Recordable Injuries through OSHA

The Occupational Safety and Health Administration (OSHA) defines a recordable injury as any where medical treatment – beyond first aid – is required. Any injuries that can be treated with first aid measures like wound coverings or cold pack therapy are not classified as recordable.

When setting up a workplace safety program, it is important to keep these OSHA rules in mind.
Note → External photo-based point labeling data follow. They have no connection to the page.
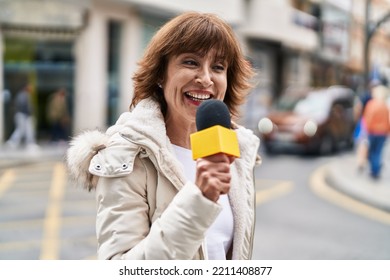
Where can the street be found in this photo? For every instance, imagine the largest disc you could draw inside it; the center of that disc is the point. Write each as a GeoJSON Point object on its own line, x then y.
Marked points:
{"type": "Point", "coordinates": [45, 216]}
{"type": "Point", "coordinates": [298, 224]}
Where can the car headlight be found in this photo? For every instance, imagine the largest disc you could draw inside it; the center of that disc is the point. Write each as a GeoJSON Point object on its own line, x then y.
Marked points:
{"type": "Point", "coordinates": [265, 125]}
{"type": "Point", "coordinates": [310, 128]}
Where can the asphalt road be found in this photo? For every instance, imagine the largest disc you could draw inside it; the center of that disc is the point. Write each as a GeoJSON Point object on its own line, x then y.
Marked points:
{"type": "Point", "coordinates": [44, 216]}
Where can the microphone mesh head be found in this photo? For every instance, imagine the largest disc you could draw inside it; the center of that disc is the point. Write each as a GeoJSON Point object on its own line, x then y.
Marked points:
{"type": "Point", "coordinates": [212, 112]}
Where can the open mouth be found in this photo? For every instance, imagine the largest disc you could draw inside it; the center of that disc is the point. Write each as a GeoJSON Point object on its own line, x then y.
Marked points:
{"type": "Point", "coordinates": [199, 97]}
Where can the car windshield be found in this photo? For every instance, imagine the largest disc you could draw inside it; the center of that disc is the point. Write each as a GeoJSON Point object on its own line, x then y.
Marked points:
{"type": "Point", "coordinates": [287, 102]}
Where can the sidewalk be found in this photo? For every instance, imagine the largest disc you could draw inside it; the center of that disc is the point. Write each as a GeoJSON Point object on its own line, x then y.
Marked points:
{"type": "Point", "coordinates": [343, 175]}
{"type": "Point", "coordinates": [13, 157]}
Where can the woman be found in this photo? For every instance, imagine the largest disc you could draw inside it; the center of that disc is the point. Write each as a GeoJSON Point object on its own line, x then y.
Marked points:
{"type": "Point", "coordinates": [377, 120]}
{"type": "Point", "coordinates": [153, 200]}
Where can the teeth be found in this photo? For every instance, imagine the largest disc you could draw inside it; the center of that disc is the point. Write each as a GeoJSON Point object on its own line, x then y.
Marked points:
{"type": "Point", "coordinates": [198, 95]}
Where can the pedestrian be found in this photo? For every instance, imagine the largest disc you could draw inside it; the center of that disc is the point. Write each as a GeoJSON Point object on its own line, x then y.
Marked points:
{"type": "Point", "coordinates": [24, 120]}
{"type": "Point", "coordinates": [58, 116]}
{"type": "Point", "coordinates": [153, 200]}
{"type": "Point", "coordinates": [377, 119]}
{"type": "Point", "coordinates": [360, 133]}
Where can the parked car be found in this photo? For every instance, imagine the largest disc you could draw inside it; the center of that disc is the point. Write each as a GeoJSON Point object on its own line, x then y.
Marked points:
{"type": "Point", "coordinates": [317, 121]}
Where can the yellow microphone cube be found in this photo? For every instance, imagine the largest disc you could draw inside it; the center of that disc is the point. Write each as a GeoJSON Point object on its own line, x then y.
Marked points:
{"type": "Point", "coordinates": [213, 140]}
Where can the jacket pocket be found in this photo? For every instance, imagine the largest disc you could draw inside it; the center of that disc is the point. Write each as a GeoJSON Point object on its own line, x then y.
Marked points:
{"type": "Point", "coordinates": [114, 161]}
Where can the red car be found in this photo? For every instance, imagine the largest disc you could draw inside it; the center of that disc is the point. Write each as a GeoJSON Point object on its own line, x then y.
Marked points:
{"type": "Point", "coordinates": [319, 121]}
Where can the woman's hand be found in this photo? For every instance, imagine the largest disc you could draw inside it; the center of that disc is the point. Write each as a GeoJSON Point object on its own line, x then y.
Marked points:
{"type": "Point", "coordinates": [213, 175]}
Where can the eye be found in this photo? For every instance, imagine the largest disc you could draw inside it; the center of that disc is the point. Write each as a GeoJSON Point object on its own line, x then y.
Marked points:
{"type": "Point", "coordinates": [219, 67]}
{"type": "Point", "coordinates": [190, 62]}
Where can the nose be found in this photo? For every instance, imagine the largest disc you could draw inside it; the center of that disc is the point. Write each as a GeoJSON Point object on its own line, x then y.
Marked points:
{"type": "Point", "coordinates": [204, 77]}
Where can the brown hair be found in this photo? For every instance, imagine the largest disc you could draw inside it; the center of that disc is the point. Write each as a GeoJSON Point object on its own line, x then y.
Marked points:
{"type": "Point", "coordinates": [193, 32]}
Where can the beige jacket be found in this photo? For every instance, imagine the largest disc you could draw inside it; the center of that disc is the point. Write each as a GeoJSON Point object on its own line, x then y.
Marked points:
{"type": "Point", "coordinates": [146, 209]}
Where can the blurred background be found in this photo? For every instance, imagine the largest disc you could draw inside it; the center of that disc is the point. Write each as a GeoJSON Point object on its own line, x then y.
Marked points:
{"type": "Point", "coordinates": [90, 48]}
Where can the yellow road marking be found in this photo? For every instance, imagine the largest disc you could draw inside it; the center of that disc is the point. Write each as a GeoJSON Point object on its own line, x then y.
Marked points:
{"type": "Point", "coordinates": [279, 189]}
{"type": "Point", "coordinates": [52, 223]}
{"type": "Point", "coordinates": [318, 185]}
{"type": "Point", "coordinates": [6, 180]}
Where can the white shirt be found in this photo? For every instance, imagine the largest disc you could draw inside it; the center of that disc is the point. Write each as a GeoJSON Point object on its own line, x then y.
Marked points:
{"type": "Point", "coordinates": [220, 235]}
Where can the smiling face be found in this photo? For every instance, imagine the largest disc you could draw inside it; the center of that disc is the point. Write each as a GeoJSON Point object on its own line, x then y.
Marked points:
{"type": "Point", "coordinates": [190, 79]}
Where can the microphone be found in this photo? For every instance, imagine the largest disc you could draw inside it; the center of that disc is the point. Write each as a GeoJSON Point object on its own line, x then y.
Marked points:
{"type": "Point", "coordinates": [214, 134]}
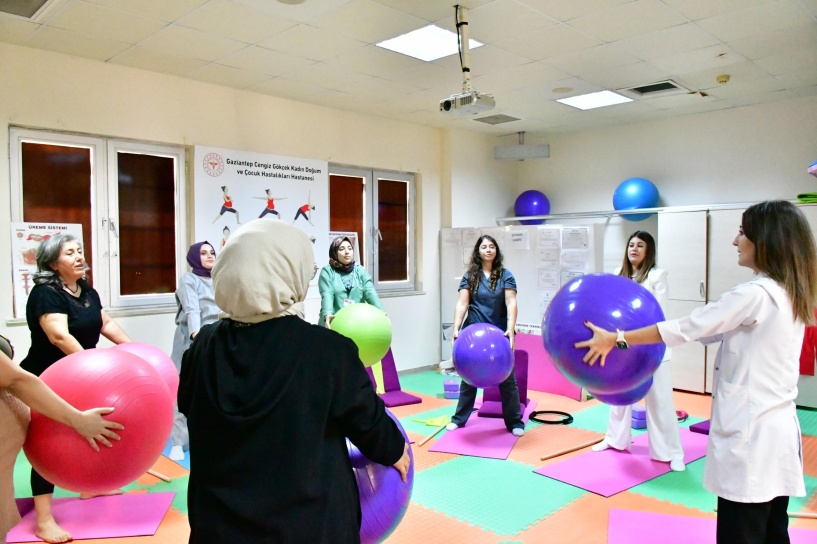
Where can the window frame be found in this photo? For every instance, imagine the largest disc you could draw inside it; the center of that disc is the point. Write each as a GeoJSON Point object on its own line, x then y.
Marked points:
{"type": "Point", "coordinates": [105, 205]}
{"type": "Point", "coordinates": [370, 235]}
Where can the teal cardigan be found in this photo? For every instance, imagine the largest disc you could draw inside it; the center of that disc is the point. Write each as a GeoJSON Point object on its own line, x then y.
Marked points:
{"type": "Point", "coordinates": [333, 292]}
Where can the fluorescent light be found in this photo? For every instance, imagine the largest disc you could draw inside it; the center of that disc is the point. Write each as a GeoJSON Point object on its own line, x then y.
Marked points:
{"type": "Point", "coordinates": [595, 100]}
{"type": "Point", "coordinates": [427, 43]}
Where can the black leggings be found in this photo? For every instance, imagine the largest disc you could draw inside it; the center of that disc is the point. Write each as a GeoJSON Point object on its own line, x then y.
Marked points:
{"type": "Point", "coordinates": [753, 523]}
{"type": "Point", "coordinates": [39, 485]}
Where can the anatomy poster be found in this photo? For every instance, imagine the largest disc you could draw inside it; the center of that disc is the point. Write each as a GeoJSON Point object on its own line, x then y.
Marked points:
{"type": "Point", "coordinates": [25, 239]}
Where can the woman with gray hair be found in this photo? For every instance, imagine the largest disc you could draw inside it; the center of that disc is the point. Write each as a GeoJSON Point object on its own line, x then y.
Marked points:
{"type": "Point", "coordinates": [64, 315]}
{"type": "Point", "coordinates": [270, 400]}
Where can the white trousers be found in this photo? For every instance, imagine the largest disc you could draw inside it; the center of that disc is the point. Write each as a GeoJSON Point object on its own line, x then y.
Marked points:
{"type": "Point", "coordinates": [662, 421]}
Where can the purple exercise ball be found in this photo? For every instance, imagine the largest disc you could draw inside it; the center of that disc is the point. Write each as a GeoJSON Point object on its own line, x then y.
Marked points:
{"type": "Point", "coordinates": [624, 398]}
{"type": "Point", "coordinates": [610, 302]}
{"type": "Point", "coordinates": [482, 355]}
{"type": "Point", "coordinates": [384, 497]}
{"type": "Point", "coordinates": [531, 203]}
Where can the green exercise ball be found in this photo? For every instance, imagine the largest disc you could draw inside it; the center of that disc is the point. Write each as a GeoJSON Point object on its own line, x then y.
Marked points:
{"type": "Point", "coordinates": [368, 327]}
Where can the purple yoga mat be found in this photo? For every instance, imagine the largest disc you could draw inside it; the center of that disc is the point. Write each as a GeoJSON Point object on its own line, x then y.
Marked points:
{"type": "Point", "coordinates": [481, 437]}
{"type": "Point", "coordinates": [611, 471]}
{"type": "Point", "coordinates": [132, 514]}
{"type": "Point", "coordinates": [632, 527]}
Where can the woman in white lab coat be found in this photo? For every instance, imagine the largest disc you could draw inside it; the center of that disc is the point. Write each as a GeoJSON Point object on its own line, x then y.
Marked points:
{"type": "Point", "coordinates": [662, 421]}
{"type": "Point", "coordinates": [754, 455]}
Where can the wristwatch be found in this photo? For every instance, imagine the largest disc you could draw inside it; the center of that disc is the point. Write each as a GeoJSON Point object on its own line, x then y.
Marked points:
{"type": "Point", "coordinates": [621, 343]}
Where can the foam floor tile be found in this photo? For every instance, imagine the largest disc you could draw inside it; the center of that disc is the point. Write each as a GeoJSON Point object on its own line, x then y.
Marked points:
{"type": "Point", "coordinates": [450, 488]}
{"type": "Point", "coordinates": [546, 440]}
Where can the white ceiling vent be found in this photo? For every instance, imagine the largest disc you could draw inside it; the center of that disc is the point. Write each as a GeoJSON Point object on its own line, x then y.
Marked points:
{"type": "Point", "coordinates": [660, 88]}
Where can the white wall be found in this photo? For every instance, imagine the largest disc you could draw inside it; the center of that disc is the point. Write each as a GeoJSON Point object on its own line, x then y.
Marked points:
{"type": "Point", "coordinates": [46, 90]}
{"type": "Point", "coordinates": [736, 155]}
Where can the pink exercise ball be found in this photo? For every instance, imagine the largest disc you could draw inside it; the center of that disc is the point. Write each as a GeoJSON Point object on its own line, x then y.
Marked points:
{"type": "Point", "coordinates": [159, 360]}
{"type": "Point", "coordinates": [101, 378]}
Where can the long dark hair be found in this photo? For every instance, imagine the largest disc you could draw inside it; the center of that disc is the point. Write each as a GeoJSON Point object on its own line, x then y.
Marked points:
{"type": "Point", "coordinates": [785, 251]}
{"type": "Point", "coordinates": [474, 271]}
{"type": "Point", "coordinates": [647, 264]}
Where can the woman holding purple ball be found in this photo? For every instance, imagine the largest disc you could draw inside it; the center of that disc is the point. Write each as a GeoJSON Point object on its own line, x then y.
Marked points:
{"type": "Point", "coordinates": [662, 423]}
{"type": "Point", "coordinates": [487, 294]}
{"type": "Point", "coordinates": [754, 459]}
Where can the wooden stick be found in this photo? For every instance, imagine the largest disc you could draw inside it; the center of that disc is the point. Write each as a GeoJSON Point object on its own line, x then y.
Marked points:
{"type": "Point", "coordinates": [571, 449]}
{"type": "Point", "coordinates": [803, 515]}
{"type": "Point", "coordinates": [158, 475]}
{"type": "Point", "coordinates": [432, 435]}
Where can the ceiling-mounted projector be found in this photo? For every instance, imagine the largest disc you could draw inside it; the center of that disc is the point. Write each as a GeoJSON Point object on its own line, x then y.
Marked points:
{"type": "Point", "coordinates": [469, 103]}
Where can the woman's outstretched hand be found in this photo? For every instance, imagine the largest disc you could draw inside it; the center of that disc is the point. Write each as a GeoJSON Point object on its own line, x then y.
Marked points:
{"type": "Point", "coordinates": [94, 428]}
{"type": "Point", "coordinates": [599, 346]}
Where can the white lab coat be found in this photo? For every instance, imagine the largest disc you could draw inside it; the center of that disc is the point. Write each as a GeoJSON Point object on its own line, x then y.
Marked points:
{"type": "Point", "coordinates": [754, 452]}
{"type": "Point", "coordinates": [662, 422]}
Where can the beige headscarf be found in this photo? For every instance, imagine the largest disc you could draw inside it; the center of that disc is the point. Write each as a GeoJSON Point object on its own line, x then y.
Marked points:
{"type": "Point", "coordinates": [263, 272]}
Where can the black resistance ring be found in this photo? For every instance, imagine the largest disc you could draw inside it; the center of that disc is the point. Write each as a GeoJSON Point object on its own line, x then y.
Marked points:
{"type": "Point", "coordinates": [566, 420]}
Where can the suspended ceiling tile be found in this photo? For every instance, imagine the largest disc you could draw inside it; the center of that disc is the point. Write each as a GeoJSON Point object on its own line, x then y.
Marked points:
{"type": "Point", "coordinates": [235, 21]}
{"type": "Point", "coordinates": [312, 43]}
{"type": "Point", "coordinates": [102, 23]}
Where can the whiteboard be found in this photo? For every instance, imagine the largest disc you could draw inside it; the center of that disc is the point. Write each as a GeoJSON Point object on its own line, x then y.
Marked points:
{"type": "Point", "coordinates": [542, 258]}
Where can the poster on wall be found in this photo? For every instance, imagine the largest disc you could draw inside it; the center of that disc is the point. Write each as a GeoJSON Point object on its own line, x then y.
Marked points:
{"type": "Point", "coordinates": [25, 239]}
{"type": "Point", "coordinates": [235, 187]}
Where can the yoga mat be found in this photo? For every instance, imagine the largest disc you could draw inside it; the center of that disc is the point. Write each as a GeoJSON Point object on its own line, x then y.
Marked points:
{"type": "Point", "coordinates": [133, 514]}
{"type": "Point", "coordinates": [481, 437]}
{"type": "Point", "coordinates": [632, 527]}
{"type": "Point", "coordinates": [611, 471]}
{"type": "Point", "coordinates": [542, 374]}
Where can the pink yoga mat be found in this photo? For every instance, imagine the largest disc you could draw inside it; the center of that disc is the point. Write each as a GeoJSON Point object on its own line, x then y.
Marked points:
{"type": "Point", "coordinates": [611, 471]}
{"type": "Point", "coordinates": [133, 514]}
{"type": "Point", "coordinates": [481, 437]}
{"type": "Point", "coordinates": [632, 527]}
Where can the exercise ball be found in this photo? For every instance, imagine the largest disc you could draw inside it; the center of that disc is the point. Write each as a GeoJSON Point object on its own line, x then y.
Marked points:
{"type": "Point", "coordinates": [633, 194]}
{"type": "Point", "coordinates": [610, 302]}
{"type": "Point", "coordinates": [159, 360]}
{"type": "Point", "coordinates": [101, 378]}
{"type": "Point", "coordinates": [368, 327]}
{"type": "Point", "coordinates": [625, 398]}
{"type": "Point", "coordinates": [482, 355]}
{"type": "Point", "coordinates": [384, 497]}
{"type": "Point", "coordinates": [531, 203]}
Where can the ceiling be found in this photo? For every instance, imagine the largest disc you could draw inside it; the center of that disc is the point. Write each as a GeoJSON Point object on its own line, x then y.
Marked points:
{"type": "Point", "coordinates": [322, 52]}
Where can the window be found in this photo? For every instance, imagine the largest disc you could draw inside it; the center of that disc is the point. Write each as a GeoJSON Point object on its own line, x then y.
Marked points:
{"type": "Point", "coordinates": [127, 196]}
{"type": "Point", "coordinates": [379, 206]}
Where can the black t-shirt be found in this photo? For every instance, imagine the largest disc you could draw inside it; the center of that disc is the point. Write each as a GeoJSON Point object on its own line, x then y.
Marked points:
{"type": "Point", "coordinates": [84, 323]}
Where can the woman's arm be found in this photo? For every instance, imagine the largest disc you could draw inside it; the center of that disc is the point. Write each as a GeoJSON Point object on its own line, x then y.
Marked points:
{"type": "Point", "coordinates": [35, 393]}
{"type": "Point", "coordinates": [112, 331]}
{"type": "Point", "coordinates": [188, 297]}
{"type": "Point", "coordinates": [513, 310]}
{"type": "Point", "coordinates": [460, 308]}
{"type": "Point", "coordinates": [327, 290]}
{"type": "Point", "coordinates": [55, 327]}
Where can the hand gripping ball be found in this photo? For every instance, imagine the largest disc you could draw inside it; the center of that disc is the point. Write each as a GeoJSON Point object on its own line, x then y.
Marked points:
{"type": "Point", "coordinates": [611, 302]}
{"type": "Point", "coordinates": [482, 355]}
{"type": "Point", "coordinates": [384, 497]}
{"type": "Point", "coordinates": [159, 360]}
{"type": "Point", "coordinates": [101, 378]}
{"type": "Point", "coordinates": [368, 327]}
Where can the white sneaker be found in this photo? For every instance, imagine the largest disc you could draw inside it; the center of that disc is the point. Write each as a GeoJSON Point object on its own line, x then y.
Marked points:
{"type": "Point", "coordinates": [601, 446]}
{"type": "Point", "coordinates": [176, 453]}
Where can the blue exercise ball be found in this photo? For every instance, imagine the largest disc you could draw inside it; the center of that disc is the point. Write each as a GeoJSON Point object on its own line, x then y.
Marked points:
{"type": "Point", "coordinates": [531, 203]}
{"type": "Point", "coordinates": [634, 194]}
Recordable situations include any injury or illness that results in:

  • Casts or rigid splints
  • Deep cuts or tears that need stitches
  • Exercises recommended by a health care professional
  • Fractured or cracked bones or teeth
  • Hepatitis B vaccination
  • Loss of consciousness
  • Non-prescription medication usage at prescription strength
  • Prescribed medications (whether used or not)
  • Punctured eardrums
  • Rabies vaccination
  • Referrals for physical therapy or chiropractic manipulations
  • Time away from work or restricted work
  • Transfer to another job

Learn more about creating a workplace safety program here.

Electronic Submission of OSHA Form 300 and 301 Updates

The Occupational Safety and Health Administration (OSHA) amended its occupational injury and illness recordkeeping regulation to require establishments with 100 or more employees in certain designated industries to electronically submit information from their OSHA Forms 300 and 301 to OSHA once a year.

All the establishments required to submit information from their OSHA Form 300 Log and OSHA Form 301 Incident Report to OSHA under this rule are already required to collect and retain this information. They are currently required to electronically submit to OSHA information from their OSHA Form 300A Annual Summary.

The change occurring is the addition of the requirement to electronically submit the 301 Incident Form for employers with 100 or more employees in certain designated industries. The designated industries are listed in Appendix B to Subpart E of 29 CFR Part 1904 within the OSHA website.

In addition, establishments will be required to include their company name when making electronic submissions to OSHA. OSHA intends to post data from the annual electronic submissions on a public website after identifying and removing information that could reasonably be expected to identify individuals directly, such as names and contact information. This final rule became effective on January 1, 2024.